Wonder Woman has one set of official, awkward bookends and one set of unofficial ones. The former does lead Gal Gadot no favors–after spending a moving building a character, it goes all tabula rosa and turns Gadot into little more than a licensing image. The latter does the film no favors. The latter is lousy CG composites. Wonder Woman is full of them, but none of them are worse than the first one and the last one. They jarringly destroy any verisimilitude director Jenkins and Gadot (in the case of the closing bookend) have been working towards. At least in the prologue–which comes after the first bookend (Allan Heinberg’s script is never plotted well)–there’s the rest of the film. But to close on being yanked out of the picture? It’s the final kick in Wonder Woman’s shins.

After the silly opening frame, bad composite or not, Wonder Woman gets off to a strong start. Connie Nielsen is queen of the Amazons, Robin Wright is general of the Amazons. Lilly Aspell and Emily Carey play the younger versions of Gadot but they’re not the point.

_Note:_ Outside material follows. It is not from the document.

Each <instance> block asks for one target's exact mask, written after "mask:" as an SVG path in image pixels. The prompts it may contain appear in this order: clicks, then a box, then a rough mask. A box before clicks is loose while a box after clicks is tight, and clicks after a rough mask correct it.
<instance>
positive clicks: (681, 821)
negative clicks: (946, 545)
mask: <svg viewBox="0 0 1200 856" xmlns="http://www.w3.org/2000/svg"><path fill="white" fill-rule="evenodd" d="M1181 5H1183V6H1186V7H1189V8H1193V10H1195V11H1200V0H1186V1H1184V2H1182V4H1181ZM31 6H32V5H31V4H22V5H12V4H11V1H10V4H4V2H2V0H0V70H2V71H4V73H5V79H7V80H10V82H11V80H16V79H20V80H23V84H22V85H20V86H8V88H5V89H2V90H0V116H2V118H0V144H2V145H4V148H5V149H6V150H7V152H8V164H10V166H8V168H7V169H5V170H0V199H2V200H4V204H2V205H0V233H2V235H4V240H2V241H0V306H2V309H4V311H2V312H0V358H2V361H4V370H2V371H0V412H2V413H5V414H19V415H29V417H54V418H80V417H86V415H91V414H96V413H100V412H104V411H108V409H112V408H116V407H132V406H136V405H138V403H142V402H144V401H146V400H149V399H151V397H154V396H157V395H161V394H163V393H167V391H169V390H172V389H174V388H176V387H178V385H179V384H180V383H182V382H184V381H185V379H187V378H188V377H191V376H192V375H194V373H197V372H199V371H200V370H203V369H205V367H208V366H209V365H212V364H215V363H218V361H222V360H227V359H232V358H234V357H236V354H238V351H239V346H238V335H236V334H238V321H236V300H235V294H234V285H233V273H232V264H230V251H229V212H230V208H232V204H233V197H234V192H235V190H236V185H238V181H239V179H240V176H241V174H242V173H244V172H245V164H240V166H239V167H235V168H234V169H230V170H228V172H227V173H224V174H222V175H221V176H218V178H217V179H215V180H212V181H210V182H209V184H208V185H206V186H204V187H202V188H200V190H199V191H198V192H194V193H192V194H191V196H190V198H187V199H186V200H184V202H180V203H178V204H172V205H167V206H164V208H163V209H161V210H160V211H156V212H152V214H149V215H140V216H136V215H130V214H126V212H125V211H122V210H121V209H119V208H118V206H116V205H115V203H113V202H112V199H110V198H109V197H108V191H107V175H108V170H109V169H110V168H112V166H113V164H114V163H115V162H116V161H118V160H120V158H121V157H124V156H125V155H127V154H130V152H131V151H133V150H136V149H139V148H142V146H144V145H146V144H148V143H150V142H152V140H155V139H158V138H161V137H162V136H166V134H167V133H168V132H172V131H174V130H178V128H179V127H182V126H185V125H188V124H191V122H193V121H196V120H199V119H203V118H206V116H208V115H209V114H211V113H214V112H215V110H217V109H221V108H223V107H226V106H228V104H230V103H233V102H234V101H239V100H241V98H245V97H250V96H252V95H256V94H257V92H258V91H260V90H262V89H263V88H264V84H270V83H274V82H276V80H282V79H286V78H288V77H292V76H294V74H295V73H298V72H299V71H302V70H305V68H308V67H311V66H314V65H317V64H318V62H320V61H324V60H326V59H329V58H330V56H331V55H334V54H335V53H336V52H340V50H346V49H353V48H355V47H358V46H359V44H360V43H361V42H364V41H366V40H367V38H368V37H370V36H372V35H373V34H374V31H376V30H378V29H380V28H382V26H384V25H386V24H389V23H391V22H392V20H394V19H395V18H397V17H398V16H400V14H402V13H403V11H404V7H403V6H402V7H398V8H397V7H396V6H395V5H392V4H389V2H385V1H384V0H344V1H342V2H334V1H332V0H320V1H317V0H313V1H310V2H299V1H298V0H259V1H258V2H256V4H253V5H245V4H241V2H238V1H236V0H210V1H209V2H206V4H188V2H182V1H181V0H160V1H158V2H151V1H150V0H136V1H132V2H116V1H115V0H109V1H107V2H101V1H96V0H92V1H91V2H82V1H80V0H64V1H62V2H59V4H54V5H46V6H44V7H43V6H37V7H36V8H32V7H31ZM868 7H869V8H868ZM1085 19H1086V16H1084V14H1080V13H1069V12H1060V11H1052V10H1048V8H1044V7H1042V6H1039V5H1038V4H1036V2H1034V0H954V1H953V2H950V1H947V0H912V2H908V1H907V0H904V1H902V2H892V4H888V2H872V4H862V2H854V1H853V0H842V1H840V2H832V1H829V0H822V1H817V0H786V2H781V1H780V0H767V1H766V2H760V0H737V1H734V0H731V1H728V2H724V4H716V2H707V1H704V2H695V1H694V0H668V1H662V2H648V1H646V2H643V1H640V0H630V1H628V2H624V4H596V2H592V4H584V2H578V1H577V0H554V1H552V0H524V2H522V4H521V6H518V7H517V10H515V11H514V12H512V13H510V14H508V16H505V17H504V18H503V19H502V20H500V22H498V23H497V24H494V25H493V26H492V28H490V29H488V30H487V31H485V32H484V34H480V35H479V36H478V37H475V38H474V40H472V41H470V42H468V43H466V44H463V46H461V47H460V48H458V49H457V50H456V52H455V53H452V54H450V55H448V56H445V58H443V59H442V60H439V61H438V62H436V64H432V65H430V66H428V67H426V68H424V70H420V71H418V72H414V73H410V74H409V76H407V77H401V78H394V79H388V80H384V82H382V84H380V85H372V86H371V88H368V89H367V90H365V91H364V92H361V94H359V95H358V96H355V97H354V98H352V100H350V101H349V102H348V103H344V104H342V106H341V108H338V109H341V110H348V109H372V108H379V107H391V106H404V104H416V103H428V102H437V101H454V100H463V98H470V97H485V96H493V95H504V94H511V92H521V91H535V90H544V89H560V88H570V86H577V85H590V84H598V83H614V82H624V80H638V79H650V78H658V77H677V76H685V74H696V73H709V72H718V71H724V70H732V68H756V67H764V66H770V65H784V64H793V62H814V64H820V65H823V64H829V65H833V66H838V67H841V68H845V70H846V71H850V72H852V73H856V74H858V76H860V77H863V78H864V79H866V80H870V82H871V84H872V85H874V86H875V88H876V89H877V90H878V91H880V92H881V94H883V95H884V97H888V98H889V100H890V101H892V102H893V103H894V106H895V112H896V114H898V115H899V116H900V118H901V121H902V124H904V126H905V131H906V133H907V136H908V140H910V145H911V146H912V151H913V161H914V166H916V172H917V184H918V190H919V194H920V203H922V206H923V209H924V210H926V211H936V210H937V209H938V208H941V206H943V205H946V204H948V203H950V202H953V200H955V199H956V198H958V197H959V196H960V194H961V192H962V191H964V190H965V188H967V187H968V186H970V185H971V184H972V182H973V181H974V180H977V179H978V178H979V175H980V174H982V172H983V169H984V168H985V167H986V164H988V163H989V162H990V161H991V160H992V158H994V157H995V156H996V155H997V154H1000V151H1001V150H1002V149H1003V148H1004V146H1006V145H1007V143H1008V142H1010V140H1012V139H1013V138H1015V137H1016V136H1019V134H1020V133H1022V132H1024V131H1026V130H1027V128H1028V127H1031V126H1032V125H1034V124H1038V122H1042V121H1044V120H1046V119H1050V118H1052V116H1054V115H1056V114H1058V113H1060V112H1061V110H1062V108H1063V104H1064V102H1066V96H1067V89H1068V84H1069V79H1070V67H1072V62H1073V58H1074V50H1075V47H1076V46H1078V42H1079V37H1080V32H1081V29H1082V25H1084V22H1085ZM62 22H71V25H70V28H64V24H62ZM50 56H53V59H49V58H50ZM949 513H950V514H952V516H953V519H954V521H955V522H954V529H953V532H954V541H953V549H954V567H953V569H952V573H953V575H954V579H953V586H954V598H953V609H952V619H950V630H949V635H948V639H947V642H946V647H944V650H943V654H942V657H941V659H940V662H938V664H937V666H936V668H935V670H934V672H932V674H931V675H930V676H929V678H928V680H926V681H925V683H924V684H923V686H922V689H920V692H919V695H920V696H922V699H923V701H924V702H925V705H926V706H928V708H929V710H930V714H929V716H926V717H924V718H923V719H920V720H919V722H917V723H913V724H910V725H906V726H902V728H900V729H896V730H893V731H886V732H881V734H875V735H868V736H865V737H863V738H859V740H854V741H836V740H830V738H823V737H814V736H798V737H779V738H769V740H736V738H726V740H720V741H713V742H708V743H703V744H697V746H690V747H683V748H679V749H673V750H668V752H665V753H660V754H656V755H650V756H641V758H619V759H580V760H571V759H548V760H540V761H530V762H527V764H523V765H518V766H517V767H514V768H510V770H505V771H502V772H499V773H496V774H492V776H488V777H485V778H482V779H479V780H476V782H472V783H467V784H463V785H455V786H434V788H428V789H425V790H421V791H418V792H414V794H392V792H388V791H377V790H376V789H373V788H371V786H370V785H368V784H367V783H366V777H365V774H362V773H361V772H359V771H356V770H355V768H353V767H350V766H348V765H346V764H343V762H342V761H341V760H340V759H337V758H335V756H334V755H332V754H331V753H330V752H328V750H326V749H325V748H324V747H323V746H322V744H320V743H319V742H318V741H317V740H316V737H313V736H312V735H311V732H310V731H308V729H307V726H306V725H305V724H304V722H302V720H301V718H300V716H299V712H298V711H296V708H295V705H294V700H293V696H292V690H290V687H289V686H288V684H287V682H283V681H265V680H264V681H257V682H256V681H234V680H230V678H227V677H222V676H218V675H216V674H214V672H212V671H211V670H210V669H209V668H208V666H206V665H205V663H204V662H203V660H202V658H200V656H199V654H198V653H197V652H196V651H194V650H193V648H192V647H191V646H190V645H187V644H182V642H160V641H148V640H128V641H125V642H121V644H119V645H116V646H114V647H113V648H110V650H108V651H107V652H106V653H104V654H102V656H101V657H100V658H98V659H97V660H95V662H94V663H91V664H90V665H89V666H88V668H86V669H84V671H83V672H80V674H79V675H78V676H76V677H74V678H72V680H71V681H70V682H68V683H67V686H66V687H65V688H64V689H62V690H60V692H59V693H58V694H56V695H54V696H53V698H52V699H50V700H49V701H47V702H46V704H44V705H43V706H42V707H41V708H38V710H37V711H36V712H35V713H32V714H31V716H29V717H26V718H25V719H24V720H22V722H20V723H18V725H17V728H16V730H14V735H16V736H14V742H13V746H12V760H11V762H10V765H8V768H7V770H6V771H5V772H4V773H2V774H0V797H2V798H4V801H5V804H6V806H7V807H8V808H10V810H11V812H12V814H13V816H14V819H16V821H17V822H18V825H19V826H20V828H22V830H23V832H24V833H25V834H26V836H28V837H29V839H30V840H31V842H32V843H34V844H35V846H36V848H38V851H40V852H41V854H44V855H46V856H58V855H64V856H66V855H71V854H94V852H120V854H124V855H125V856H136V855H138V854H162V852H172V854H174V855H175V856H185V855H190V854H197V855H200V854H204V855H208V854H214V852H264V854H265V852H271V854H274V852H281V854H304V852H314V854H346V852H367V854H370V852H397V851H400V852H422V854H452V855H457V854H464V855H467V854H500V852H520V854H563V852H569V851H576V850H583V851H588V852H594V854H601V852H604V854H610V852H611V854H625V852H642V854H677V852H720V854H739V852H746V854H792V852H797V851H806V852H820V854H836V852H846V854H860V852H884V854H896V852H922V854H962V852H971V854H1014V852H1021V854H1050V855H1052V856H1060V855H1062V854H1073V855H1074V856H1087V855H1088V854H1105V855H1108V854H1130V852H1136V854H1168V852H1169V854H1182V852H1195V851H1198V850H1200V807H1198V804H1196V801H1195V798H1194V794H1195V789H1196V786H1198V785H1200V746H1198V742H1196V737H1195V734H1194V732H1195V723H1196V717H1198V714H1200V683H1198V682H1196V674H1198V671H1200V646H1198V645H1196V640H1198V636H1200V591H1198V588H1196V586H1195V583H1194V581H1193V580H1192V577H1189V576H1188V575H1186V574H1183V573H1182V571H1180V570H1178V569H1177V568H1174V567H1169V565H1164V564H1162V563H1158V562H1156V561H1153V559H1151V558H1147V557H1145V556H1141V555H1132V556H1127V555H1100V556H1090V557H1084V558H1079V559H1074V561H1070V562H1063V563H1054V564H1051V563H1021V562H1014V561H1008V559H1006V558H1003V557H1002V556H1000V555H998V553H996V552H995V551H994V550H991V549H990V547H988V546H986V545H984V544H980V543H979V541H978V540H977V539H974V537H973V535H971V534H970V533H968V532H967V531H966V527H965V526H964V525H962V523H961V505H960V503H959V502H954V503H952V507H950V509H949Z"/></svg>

Nielsen and Wright are the point. Nielsen’s solid, Wright’s awesome. The costumes are a little questionable, as they’re on an island paradise and Nielsen’s in furs? But it’s good.

Then it’s time for Gadot to take over the role and for Chris Pine to literally fall into her lap. Everything starts moving rather quickly–Pine’s arrival, a battle scene with the Amazons versus German soldiers, Gadot and Nielsen bickering, Gadot heading into the world of man. She can never return to her family, but it’s okay because she’s got a mission. It’s World War I and she’s got to save the world, based on bedtime stories Nielsen told Aspell. Turns out they’re the Amazon equivalents of Santa Claus, which should break some of the film’s logic but no one seems to care.

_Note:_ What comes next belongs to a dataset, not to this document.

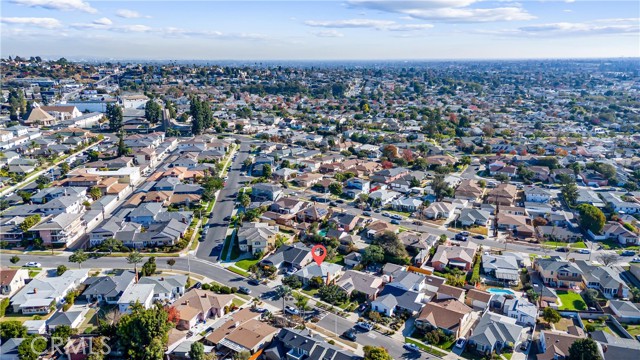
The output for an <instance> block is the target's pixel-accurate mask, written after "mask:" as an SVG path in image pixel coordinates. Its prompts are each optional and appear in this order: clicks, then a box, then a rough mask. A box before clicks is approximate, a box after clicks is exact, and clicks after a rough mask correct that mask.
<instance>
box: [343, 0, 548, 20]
mask: <svg viewBox="0 0 640 360" xmlns="http://www.w3.org/2000/svg"><path fill="white" fill-rule="evenodd" d="M476 2H477V0H451V1H448V0H433V1H371V0H352V1H349V4H350V5H351V6H354V7H365V8H369V9H374V10H378V11H383V12H391V13H398V14H403V15H408V16H410V17H411V18H413V19H421V20H434V21H443V22H453V23H456V22H458V23H471V22H495V21H522V20H532V19H535V16H533V15H531V14H529V13H528V12H527V11H526V10H524V9H523V8H522V7H520V6H519V5H517V4H514V5H510V6H503V7H495V8H471V7H469V5H472V4H474V3H476Z"/></svg>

It’s unfortunate Gadot and Nielsen–and Gadot and Wright–never really get scenes together. It’s always plot perturbing scenes, nothing to build the relationships. Again, Heinburg’s script is never plotted well. Ever.

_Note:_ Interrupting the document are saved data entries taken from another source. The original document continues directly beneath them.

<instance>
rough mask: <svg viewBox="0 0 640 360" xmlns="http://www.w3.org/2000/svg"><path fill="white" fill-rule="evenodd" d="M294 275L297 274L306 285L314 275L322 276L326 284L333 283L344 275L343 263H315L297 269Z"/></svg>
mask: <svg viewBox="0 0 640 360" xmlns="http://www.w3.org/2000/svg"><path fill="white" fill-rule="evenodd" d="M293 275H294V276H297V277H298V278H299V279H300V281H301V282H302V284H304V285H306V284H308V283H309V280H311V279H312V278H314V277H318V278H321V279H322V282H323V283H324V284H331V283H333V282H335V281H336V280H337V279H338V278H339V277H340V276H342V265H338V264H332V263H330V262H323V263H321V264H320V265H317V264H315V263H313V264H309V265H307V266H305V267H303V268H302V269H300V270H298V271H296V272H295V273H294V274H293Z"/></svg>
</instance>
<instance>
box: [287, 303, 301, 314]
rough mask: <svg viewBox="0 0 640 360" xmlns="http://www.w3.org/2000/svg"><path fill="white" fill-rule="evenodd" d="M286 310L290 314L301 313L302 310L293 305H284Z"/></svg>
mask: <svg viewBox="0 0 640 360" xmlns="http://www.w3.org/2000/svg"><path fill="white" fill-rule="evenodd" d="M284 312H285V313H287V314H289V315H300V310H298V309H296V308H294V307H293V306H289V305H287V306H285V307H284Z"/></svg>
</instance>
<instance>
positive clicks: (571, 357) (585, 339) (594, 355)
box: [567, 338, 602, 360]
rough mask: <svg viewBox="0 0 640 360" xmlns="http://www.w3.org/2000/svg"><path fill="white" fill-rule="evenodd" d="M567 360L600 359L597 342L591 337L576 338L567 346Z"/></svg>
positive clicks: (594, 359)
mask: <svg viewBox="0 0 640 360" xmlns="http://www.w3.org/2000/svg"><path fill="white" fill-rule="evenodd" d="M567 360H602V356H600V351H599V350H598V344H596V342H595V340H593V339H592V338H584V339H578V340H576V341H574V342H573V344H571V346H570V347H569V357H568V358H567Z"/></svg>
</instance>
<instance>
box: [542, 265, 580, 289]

Anyway, Gadot and Pine have immediate chemistry and for a while Wonder Woman is able to coast. Sure, the CGI London is small and weak, but World War I is a great setting for human sadness. The film oscillates between introducing Gadot and Pine’s ragtag team of personable sidekicks–Lucy Davis, Saïd Taghmaoui, Ewen Bremner, David Thewlis–and showing Gadot all the horrors people inflict on other people. Ostensibly it should add to some character development for Gadot, but Heinburg and Jenkins don’t ever let it go towards character development.

I mean, they’re going to wipe the slate clean in the end, so why bother.

Tossed into this mix is Danny Huston and Elena Anaya as a German general and his pet scientist, respectively, who are trying to make a mustard gas variant to get through gas masks and kill everyone. And Gadot and Pine only have forty-eight hours to stop them.

Eventually, they get to the Front–where the film introduces Eugene Brave Rock as the last throwaway sidekick, an American Indian who’s a black market profiteer selling to both sides, even though the Germans are really, really, really, really bad guys in Wonder Woman. There Gadot gets to show off her superpowers for the first time, though only in one sequence–albeit an pretty awesome one, save the weak CG composites of course–before the film starts its downhill run into the third act.

Most of the action–including Gadot and Pine sailing from “Paradise Island” to England–takes place in four or five days. And the big battle finale, with its numerous revelations and plot twists, takes up maybe a quarter of the film. Then it’s time for the closing bookend, which echoes one of the weakest revelation sequences from the finale, and the movie’s over.

Gadot’s good, regardless of the film eschewing the idea she’s supposed to be developing a character. Pine’s good. Davis, Taghmaoui, Bremner, Thewlis, and Brave Rock are good. Everyone’s good. The acting isn’t an issue, it’s the writing and the pacing. And the film’s reliance on some shallow, manipulative (and not even good manipulative) radio show positive message philosophy to wrap things up nice and tidy. Except Wonder Woman is supposed to be, at least on some level, a war movie–seeing sweet little Aspell get wide-eyed and excited at the prospective of war is something else–and the tidy finish rings false.

Better special effects would’ve helped. Not setting the last battle sequence entirely at night and in confined spaces would’ve helped too. A lot of things–like a better screenwriter than Heinburg, a better cinematographer than Matthew “shooting through pea soup” Jensen, a better score than Rupert Gregson-Williams can deliver–would’ve helped. Jenkins does fine with what she’s got. And editor Martin Walsh is all right.

The Wonder Woman action guitar riff (which isn’t even original to this film) is dumb.

The film ends up completely wasting Huston and Anaya. Anaya, actually, twice gets to be a metaphor for the script’s utter lack of integrity.

Still, it could be much worse. The bookends are almost threats to how much worse it could’ve been. But it’s a complete disservice to Gadot, who more than proves herself a capable lead.